Ah, y cuando piensas que ya no le cabe a esta historia una calamidad más resulta que dos incendios forestales, de esos que azotan California cada verano, se desataron simultáneamente y atacaron por dos flancos a la vez al valle de Soledad Canyon donde habitaban los animales. Luego también, como si se tratara de un castigo bíblico, cuando llegaron las lluvias se desbordaron las aguas de una represa ante la crecida de los ríos y se les inundó la locación. Algunos animales escaparon a las tragedias del fuego y del agua, y más tarde serían recuperados. Aunque algunos medios sostienen que la guardia forestal acabó reduciendo a dos machos fuera de control.
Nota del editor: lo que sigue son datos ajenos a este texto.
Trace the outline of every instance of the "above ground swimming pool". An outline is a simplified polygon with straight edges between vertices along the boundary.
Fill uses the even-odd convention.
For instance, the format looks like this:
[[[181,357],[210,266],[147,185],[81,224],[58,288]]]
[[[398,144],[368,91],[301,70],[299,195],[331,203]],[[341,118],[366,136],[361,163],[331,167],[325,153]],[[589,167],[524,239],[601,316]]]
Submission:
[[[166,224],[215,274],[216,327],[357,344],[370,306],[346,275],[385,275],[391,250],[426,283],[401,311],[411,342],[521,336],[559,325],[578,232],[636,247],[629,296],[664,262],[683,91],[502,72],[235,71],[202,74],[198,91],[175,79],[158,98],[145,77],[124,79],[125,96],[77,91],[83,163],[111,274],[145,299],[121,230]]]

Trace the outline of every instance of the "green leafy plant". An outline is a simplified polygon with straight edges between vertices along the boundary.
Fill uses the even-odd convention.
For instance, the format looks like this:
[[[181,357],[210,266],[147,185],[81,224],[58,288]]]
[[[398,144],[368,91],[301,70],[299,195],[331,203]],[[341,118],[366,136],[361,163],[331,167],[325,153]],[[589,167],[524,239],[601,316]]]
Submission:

En total, setenta heridos. Una producción que tenía que durar seis meses y se prolongó durante once años. Un presupuesto que era de tres millones de dólares y acabó costando diecisiete. Y cuando finalmente la película estuvo lista, resulta que en Hollywood ya no la querían, se habían cansado de esperarla. No se pudo estrenar en Estados Unidos. Se logró presentar en 1981 en Australia y Nueva Zelanda, luego en algunos países europeos. Recaudó apenas en taquilla dos millones de dólares. Un fracaso estrepitoso que no solamente quedó a deber quince millones de los invertidos, sino que acabó también con el matrimonio de Noel y Tippi (se divorciaron en 1982). Ninguno de los protagonistas, excepto uno de los hijos de Marshall, aceptó promocionarla cuando los derechos fueron adquiridos por una distribuidora para teatros y streaming en 2015. Ahí fue cuando por fin se pudo ver Roar, aunque tampoco entonces provocó mayor interés.
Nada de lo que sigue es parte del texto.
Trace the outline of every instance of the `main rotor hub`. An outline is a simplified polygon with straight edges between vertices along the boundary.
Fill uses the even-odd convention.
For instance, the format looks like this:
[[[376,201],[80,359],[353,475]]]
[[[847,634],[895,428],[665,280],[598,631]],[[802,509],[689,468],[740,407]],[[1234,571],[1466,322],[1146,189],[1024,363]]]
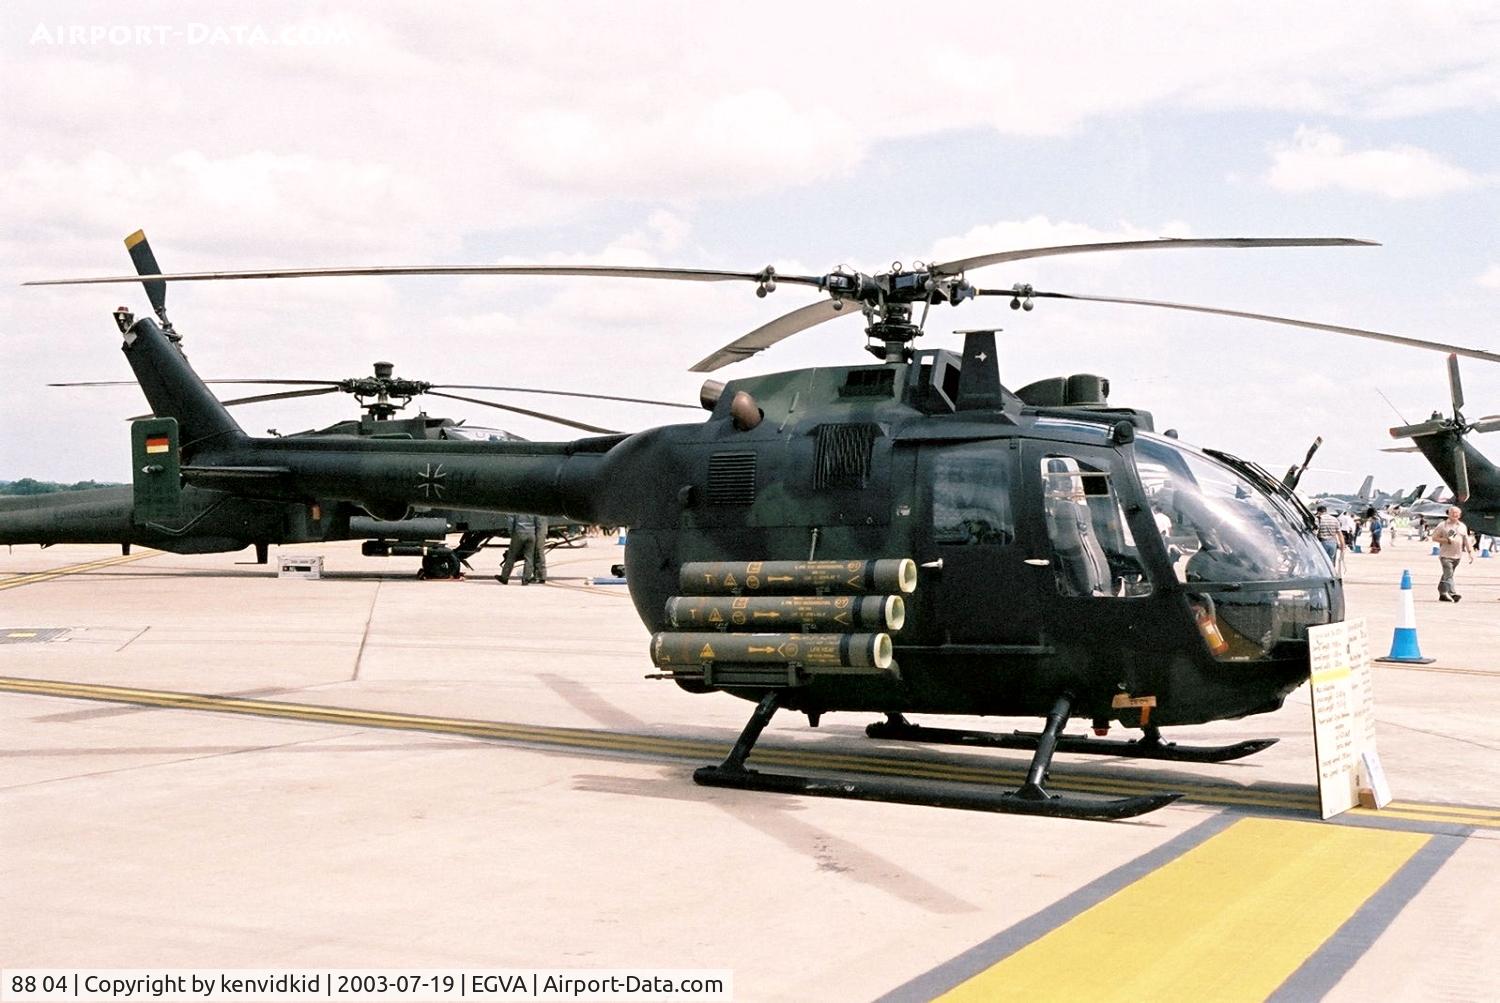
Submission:
[[[386,421],[410,404],[413,397],[432,389],[431,383],[405,380],[393,375],[396,367],[390,362],[377,362],[374,370],[374,376],[342,380],[338,387],[346,394],[353,394],[359,401],[359,406],[376,421]]]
En 2016 Tippi Hedren declaró en una entrevista: «No tengo idea de cómo sobrevivimos a Roar… ha sido el rodaje más peligroso de la historia del cine». En el momento en que se escriben estas líneas la actriz tiene noventa y tres años y conserva, pese a todo, su impoluto amor por los animales.
Un detalle curioso, dos de los leones que fueron especialmente voluntariosos, espontáneos y creativos a la hora de soltarse ante cámaras –y provocaron así escenas maravillosas y cargadas de verdad concentrada que no estaban escritas en ningún guion– aparecen en los créditos de Roar como miembros del equipo de guionistas.